Hospitals Evacuate Ahead of Hurricane Sandy
Ambulances lined the streets of Hoboken, N.J. in the relative calm before Hurricane Sandy last night as Hoboken University Medical Center evacuated patients in the predawn darkness.
Hospitals along the east coast are preparing for the worst, which means postponing elective surgeries, stocking up on supplies, ensuring that backup power generators are ready to go, and, in some cases, evacuating patients.
"Patient safety always is paramount, and although the risks of the hospital losing all power are small, all safety precautions must be taken," said the medical center's CEO, Paul Walker.
Hurricane Sandy is affecting between 50 million and 60 million people as far west as the Great Lakes and as far south as North Carolina, emergency management officials said. They said that Sandy, meeting with a cold front and a high pressure system, could become the worst storm since Hurricane Grace in 1991. Grace was nicknamed the "Perfect Storm. "
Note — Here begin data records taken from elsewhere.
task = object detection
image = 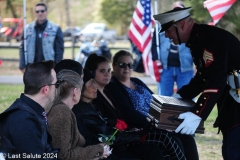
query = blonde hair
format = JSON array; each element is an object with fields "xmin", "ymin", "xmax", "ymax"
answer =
[
  {"xmin": 56, "ymin": 69, "xmax": 83, "ymax": 101},
  {"xmin": 46, "ymin": 69, "xmax": 83, "ymax": 113}
]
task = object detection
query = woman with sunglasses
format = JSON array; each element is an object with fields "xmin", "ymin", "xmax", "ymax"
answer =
[
  {"xmin": 104, "ymin": 50, "xmax": 199, "ymax": 160},
  {"xmin": 47, "ymin": 69, "xmax": 111, "ymax": 160},
  {"xmin": 83, "ymin": 53, "xmax": 187, "ymax": 160}
]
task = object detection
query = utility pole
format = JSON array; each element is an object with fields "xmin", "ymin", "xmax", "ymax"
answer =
[
  {"xmin": 65, "ymin": 0, "xmax": 71, "ymax": 26},
  {"xmin": 64, "ymin": 0, "xmax": 73, "ymax": 59},
  {"xmin": 23, "ymin": 0, "xmax": 27, "ymax": 64}
]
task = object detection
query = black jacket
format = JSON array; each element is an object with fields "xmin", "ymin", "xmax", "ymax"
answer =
[
  {"xmin": 105, "ymin": 77, "xmax": 151, "ymax": 128},
  {"xmin": 71, "ymin": 100, "xmax": 165, "ymax": 160},
  {"xmin": 72, "ymin": 100, "xmax": 141, "ymax": 146},
  {"xmin": 92, "ymin": 89, "xmax": 126, "ymax": 127},
  {"xmin": 0, "ymin": 94, "xmax": 58, "ymax": 159},
  {"xmin": 179, "ymin": 23, "xmax": 240, "ymax": 132},
  {"xmin": 72, "ymin": 100, "xmax": 116, "ymax": 146}
]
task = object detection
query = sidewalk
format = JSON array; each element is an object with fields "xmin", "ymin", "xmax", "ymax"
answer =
[
  {"xmin": 0, "ymin": 75, "xmax": 157, "ymax": 85},
  {"xmin": 0, "ymin": 75, "xmax": 23, "ymax": 84}
]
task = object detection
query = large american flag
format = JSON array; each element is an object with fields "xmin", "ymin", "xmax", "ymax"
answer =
[
  {"xmin": 204, "ymin": 0, "xmax": 236, "ymax": 25},
  {"xmin": 128, "ymin": 0, "xmax": 161, "ymax": 82}
]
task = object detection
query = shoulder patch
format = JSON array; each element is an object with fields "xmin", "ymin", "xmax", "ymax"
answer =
[{"xmin": 203, "ymin": 49, "xmax": 214, "ymax": 67}]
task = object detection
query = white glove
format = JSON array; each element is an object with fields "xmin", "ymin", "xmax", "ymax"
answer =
[
  {"xmin": 175, "ymin": 111, "xmax": 202, "ymax": 135},
  {"xmin": 101, "ymin": 145, "xmax": 112, "ymax": 158},
  {"xmin": 0, "ymin": 153, "xmax": 5, "ymax": 160},
  {"xmin": 172, "ymin": 93, "xmax": 182, "ymax": 98}
]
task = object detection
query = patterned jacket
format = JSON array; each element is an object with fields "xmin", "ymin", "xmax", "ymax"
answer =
[{"xmin": 47, "ymin": 102, "xmax": 103, "ymax": 160}]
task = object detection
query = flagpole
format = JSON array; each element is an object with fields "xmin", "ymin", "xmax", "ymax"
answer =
[
  {"xmin": 154, "ymin": 0, "xmax": 160, "ymax": 57},
  {"xmin": 154, "ymin": 0, "xmax": 161, "ymax": 93},
  {"xmin": 23, "ymin": 0, "xmax": 27, "ymax": 63}
]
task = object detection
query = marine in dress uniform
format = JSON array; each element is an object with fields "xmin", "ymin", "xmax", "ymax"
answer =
[{"xmin": 153, "ymin": 7, "xmax": 240, "ymax": 160}]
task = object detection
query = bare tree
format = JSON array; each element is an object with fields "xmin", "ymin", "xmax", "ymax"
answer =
[{"xmin": 6, "ymin": 0, "xmax": 17, "ymax": 18}]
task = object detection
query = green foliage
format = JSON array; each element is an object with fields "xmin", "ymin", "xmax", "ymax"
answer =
[
  {"xmin": 184, "ymin": 0, "xmax": 211, "ymax": 23},
  {"xmin": 98, "ymin": 133, "xmax": 116, "ymax": 145},
  {"xmin": 184, "ymin": 0, "xmax": 240, "ymax": 38},
  {"xmin": 217, "ymin": 1, "xmax": 240, "ymax": 39},
  {"xmin": 1, "ymin": 0, "xmax": 240, "ymax": 36},
  {"xmin": 100, "ymin": 0, "xmax": 137, "ymax": 34}
]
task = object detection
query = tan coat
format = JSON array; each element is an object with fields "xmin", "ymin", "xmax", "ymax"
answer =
[{"xmin": 48, "ymin": 102, "xmax": 103, "ymax": 160}]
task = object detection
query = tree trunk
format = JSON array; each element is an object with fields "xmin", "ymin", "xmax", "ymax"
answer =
[{"xmin": 7, "ymin": 0, "xmax": 17, "ymax": 18}]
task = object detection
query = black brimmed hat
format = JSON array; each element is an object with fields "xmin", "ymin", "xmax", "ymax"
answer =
[
  {"xmin": 153, "ymin": 7, "xmax": 192, "ymax": 32},
  {"xmin": 55, "ymin": 59, "xmax": 83, "ymax": 76}
]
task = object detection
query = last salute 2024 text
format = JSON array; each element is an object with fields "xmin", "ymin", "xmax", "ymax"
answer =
[{"xmin": 5, "ymin": 153, "xmax": 58, "ymax": 159}]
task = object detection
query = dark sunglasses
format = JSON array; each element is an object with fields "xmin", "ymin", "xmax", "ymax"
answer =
[
  {"xmin": 38, "ymin": 80, "xmax": 63, "ymax": 90},
  {"xmin": 35, "ymin": 10, "xmax": 45, "ymax": 13},
  {"xmin": 115, "ymin": 62, "xmax": 134, "ymax": 69}
]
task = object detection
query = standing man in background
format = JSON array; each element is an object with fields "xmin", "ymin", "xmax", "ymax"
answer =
[
  {"xmin": 19, "ymin": 2, "xmax": 64, "ymax": 73},
  {"xmin": 152, "ymin": 1, "xmax": 194, "ymax": 96}
]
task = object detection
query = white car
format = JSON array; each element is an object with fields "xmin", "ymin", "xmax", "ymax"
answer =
[{"xmin": 80, "ymin": 23, "xmax": 117, "ymax": 43}]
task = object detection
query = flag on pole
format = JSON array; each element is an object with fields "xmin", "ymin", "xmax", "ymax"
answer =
[
  {"xmin": 204, "ymin": 0, "xmax": 236, "ymax": 25},
  {"xmin": 128, "ymin": 0, "xmax": 161, "ymax": 82}
]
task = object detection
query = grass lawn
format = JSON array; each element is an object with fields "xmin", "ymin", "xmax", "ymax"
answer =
[
  {"xmin": 0, "ymin": 48, "xmax": 80, "ymax": 61},
  {"xmin": 0, "ymin": 47, "xmax": 121, "ymax": 60},
  {"xmin": 0, "ymin": 41, "xmax": 130, "ymax": 60},
  {"xmin": 0, "ymin": 84, "xmax": 223, "ymax": 160},
  {"xmin": 0, "ymin": 84, "xmax": 24, "ymax": 111},
  {"xmin": 0, "ymin": 47, "xmax": 124, "ymax": 75}
]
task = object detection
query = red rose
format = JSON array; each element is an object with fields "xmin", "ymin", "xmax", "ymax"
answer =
[
  {"xmin": 101, "ymin": 119, "xmax": 128, "ymax": 144},
  {"xmin": 115, "ymin": 119, "xmax": 127, "ymax": 131}
]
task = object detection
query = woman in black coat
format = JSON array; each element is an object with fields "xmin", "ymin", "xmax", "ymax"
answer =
[{"xmin": 72, "ymin": 69, "xmax": 165, "ymax": 160}]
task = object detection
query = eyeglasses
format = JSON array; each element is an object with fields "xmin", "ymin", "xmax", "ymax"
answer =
[
  {"xmin": 35, "ymin": 10, "xmax": 45, "ymax": 13},
  {"xmin": 115, "ymin": 62, "xmax": 134, "ymax": 69},
  {"xmin": 38, "ymin": 80, "xmax": 61, "ymax": 90}
]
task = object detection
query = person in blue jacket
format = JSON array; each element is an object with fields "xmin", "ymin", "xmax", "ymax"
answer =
[
  {"xmin": 152, "ymin": 1, "xmax": 194, "ymax": 96},
  {"xmin": 19, "ymin": 2, "xmax": 64, "ymax": 73}
]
The Hoboken hospital evacuated because of fears that surges from Sandy could breach Hoboken's seawall, causing several feet of flooding. The Emergency Room and OB-GYN services for emergency deliveries remained open.
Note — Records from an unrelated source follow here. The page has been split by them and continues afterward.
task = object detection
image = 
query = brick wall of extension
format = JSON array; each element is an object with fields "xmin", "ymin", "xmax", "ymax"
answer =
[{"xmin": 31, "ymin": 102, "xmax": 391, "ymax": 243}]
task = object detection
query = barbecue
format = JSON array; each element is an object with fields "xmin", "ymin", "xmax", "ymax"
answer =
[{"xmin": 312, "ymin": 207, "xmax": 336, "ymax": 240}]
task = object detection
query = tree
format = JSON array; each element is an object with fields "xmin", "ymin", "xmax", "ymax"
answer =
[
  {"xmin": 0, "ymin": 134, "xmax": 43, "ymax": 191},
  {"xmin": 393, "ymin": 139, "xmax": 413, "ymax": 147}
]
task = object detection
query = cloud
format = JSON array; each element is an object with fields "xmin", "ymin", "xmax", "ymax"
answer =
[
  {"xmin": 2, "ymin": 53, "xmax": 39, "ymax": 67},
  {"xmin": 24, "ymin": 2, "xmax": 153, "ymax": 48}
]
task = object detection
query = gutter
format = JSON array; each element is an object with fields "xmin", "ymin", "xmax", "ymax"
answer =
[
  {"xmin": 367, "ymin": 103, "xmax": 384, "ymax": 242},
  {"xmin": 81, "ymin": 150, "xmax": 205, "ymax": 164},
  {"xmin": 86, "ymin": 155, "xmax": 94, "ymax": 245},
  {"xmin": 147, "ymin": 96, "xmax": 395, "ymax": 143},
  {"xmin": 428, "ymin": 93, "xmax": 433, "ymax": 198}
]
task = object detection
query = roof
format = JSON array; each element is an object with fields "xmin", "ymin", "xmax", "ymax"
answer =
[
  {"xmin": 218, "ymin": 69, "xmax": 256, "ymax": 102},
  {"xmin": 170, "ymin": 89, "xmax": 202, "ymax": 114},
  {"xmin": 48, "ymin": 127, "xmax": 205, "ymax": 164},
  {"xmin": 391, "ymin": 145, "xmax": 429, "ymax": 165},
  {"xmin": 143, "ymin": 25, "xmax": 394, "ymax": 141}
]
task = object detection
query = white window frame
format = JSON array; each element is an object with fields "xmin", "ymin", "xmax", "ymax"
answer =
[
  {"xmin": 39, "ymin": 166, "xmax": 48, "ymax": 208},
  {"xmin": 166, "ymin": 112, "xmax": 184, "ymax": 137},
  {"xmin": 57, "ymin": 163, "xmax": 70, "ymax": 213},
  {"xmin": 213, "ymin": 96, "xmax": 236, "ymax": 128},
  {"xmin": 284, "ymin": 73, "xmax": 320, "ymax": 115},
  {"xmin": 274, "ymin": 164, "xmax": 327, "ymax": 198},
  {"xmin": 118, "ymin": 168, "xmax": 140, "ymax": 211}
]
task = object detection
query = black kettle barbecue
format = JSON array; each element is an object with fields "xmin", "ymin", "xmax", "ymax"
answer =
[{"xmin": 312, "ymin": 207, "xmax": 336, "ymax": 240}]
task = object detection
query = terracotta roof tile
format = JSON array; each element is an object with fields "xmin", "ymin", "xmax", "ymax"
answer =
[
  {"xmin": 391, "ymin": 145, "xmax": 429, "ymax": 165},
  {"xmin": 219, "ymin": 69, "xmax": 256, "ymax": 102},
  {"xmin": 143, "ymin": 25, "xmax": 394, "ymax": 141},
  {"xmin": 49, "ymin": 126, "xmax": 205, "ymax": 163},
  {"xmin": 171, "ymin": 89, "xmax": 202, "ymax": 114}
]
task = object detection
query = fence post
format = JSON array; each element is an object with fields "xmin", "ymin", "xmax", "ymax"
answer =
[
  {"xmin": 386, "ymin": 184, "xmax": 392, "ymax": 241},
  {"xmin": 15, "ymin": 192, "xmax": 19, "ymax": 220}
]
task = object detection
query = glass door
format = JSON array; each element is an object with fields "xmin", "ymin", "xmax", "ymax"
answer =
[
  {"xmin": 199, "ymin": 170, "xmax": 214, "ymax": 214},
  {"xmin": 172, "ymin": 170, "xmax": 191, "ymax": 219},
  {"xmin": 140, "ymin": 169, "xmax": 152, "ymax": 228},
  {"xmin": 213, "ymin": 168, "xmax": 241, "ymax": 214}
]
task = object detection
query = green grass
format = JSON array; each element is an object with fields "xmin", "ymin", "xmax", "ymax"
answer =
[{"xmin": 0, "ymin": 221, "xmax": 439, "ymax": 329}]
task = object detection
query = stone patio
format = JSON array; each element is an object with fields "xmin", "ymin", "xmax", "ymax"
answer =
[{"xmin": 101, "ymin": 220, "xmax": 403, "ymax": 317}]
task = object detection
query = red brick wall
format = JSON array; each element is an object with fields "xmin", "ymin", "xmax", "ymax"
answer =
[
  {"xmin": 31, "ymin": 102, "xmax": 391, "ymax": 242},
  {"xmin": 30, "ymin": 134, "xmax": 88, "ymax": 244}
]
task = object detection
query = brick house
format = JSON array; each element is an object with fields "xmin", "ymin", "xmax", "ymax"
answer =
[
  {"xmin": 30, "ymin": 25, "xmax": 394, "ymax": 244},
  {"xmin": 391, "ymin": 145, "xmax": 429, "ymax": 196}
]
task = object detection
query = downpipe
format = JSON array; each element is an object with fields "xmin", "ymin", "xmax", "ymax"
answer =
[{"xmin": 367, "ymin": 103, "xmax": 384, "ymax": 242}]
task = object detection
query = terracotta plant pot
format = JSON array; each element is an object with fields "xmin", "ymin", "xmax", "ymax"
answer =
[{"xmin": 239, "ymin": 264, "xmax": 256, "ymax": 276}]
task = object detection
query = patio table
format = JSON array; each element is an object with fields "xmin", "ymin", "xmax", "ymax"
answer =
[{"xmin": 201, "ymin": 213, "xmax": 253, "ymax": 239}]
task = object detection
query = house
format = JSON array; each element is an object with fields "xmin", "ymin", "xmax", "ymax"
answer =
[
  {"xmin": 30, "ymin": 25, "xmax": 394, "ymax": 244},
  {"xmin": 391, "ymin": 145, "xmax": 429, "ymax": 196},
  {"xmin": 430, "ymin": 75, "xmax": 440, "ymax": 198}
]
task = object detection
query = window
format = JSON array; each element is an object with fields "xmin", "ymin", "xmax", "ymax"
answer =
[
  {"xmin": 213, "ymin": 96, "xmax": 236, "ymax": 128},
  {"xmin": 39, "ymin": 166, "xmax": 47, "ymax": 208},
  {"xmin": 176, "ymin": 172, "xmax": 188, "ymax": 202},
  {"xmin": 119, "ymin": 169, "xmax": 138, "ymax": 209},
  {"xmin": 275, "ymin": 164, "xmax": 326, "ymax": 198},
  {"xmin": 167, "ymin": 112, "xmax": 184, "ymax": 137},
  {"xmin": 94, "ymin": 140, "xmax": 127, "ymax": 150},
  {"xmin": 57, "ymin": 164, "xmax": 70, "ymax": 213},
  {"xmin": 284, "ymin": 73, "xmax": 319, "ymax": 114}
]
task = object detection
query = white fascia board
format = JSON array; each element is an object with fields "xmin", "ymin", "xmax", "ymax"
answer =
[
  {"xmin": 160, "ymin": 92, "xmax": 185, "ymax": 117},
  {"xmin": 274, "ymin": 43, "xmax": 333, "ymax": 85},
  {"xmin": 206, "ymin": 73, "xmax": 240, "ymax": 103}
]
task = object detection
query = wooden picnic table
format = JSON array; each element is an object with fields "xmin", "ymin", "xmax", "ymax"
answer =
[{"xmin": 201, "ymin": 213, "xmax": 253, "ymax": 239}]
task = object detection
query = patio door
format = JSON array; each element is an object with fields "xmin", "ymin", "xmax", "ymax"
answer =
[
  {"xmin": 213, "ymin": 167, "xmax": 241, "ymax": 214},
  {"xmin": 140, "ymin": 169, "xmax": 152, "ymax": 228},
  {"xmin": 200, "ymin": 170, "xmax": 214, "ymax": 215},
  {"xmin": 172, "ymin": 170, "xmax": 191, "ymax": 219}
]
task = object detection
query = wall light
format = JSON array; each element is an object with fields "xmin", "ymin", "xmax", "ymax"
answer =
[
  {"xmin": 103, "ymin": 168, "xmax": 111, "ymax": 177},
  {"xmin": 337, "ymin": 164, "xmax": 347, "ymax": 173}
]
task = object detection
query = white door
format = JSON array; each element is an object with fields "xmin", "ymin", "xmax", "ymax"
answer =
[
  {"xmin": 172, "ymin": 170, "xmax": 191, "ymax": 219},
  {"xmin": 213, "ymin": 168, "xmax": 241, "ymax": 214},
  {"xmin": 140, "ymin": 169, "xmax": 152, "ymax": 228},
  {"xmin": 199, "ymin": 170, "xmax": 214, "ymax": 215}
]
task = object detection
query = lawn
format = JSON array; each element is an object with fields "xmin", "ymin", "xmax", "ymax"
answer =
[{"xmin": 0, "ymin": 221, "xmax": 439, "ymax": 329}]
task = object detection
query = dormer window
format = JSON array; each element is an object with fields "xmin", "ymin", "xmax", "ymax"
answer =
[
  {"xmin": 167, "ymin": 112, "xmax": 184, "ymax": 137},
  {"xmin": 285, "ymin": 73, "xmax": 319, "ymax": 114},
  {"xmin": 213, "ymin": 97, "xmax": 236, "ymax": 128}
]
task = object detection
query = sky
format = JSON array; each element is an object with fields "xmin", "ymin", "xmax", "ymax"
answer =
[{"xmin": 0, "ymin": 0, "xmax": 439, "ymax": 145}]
It's taken at lease 40 ambulances from eight counties to complete hospital evacuations in New Jersey, where Sandy is expected to make landfall. Indiana will supply New Jersey with 48 additional ambulances, according to the EMS Task Force Facebook page.
VA New York Harbor Hospital and New York Downtown Hospital were evacuated as well.
Located on the southern tip of Manhattan, New York Downtown Hospital is not far from Battery Park. The hospital itself is not at risk for flooding, but the electrical grid nearby is, said Jeffrey Menke, the hospital's president.
If the hospital loses power, back-up generators can run for 42 hours, but the possibility of not being able to get more fuel after that presented a risk the hospital couldn't take, Menke said.
So on Saturday, all hospital employees were called in to assess their patients for transport. It was "quite an ordeal," Menke said. He said it took 15 hours to move 125 patients to other hospitals.
Through the evacuation, patients, including women in labor, still came for medical help because New York Downtown Hospital is the only one in its area.
"It's not like you just close the doors and you don't take care of patients," Menke said, adding that the emergency department will remain open.
Other hospital systems said they would weather the storm.
North Shore-LIJ Health System's 16 hospitals will remain open, but dozens of critically ill patients whose lives depend on mechanical devices, such as ventilators, were evacuated from Staten Island University Health Center and Southside Hospital, both close to the open water. Both hospitals were completely evacuated during Hurricane Irene last year. For Hurricane Sandy, patients with critical illnesses were evacuated over the weekend and all elective surgeries were canceled.
NYU Langone Medical Center, which also evacuated last year, did not evacuate patients either, but all non-emergency surgeries for Monday and Tuesday have been canceled.
In Delaware, over which Sandy's eye was expected to pass, there have been no hospital evacuations, said Emily Knearl, a spokesman for the state's Health and Social Services Department.